I was frightened for this kid as I noticed he had a visible disability. As I started to head his way I saw a gentleman (apparently his father) go over to help him. It was obvious the boy did not want his father’s help. He was determined to ride that boogie board all on his own. But, time and time again the boy was unable to stay on the board. He finally gave up and let his dad help him. And, I was able to breathe easier.
Fast forward a month. I’m back at the beach. Yes, I am thankful and grateful the Lord has provided resources for a second trip to the beach during the same season. This time the young boy on the boogie board is my 13 year-old grandson. He is riding the waves with his younger brother and having the time of his life. Oh, did I say the purple flags are flying high.
I’m having flash backs from my last trip as I see his boogie board crashing on the beach and I see my daughter’s first born trying to run out of the water only to have wave after wave throw him down. When he finally makes it to shore, he is doing the unhappy dance and yelling like a banshee (look it up). It seems the purple flags were right—marine life.
Here’s when Google comes in handy when you have been stung by a jellyfish and you need a remedy, problem is they don’t sell white vinegar at the beach.
Mama bear to the rescue. Google says scrape the site, wash it with salt water if there is no vinegar and ice it to help the pain. Step two is aborted because said child (excuse me, young teen) is having no part in getting back in the ocean (hence salt water).

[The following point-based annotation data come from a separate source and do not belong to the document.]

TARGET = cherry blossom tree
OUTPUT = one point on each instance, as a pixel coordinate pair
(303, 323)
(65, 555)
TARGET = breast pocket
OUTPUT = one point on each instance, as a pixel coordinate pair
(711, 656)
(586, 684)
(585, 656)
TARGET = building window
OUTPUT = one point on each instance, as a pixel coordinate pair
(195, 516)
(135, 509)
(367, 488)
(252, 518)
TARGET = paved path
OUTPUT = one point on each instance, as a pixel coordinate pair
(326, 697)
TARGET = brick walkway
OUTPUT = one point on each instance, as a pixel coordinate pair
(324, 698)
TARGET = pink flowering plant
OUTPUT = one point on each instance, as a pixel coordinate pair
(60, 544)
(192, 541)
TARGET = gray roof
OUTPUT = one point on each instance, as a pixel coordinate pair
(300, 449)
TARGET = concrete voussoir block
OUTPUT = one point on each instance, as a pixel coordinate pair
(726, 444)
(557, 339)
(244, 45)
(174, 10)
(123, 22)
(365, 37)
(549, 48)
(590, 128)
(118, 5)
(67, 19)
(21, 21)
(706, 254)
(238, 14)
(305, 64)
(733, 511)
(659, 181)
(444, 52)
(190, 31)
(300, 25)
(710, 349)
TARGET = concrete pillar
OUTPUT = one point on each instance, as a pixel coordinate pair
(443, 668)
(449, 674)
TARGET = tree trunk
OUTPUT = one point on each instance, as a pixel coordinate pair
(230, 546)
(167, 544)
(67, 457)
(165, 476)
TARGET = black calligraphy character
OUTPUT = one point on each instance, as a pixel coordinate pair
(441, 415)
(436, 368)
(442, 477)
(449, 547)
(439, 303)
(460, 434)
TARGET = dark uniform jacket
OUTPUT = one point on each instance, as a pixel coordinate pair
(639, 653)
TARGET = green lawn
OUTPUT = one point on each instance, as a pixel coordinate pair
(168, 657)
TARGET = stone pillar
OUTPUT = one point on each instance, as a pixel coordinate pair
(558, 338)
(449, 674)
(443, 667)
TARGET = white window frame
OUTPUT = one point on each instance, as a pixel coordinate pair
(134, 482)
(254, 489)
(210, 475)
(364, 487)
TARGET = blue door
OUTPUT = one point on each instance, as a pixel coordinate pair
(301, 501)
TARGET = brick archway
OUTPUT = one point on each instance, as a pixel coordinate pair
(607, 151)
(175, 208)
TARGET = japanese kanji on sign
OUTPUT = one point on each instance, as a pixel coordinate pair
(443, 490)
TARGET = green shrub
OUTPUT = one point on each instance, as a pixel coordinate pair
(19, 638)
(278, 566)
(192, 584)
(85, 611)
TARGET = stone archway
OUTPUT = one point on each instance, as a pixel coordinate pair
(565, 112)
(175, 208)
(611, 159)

It’s funny now. And I have to laugh while I’m recalling the whole event. But, it was not funny to him when it happened. So now my chair under the umbrella is occupied by the teenager with the numb leg.
I can say now that this young man is beginning to show signs of maturity. With one hand on the ice bag and the other one rubbing his head he says, “Nanna Net, even though I’m being still and I’m not screaming anymore, I’m still in pain. It really hurts.”
Psalm 46:10 says, “Be still and know that I am God.”
Just as the older boy’s father came to his rescue and helped him ride the waves. And just as mama bear took care of her son and helped him through the pain, I am reminded of our Heavenly Father and how He is there for us. When the waves of life come crashing down, when we are tired of trying to do it on our own, and when we are in tremendous pain, as children of God, we can be assured that He’ll rescue us.
We don’t need to scream like a banshee. He knows our pain.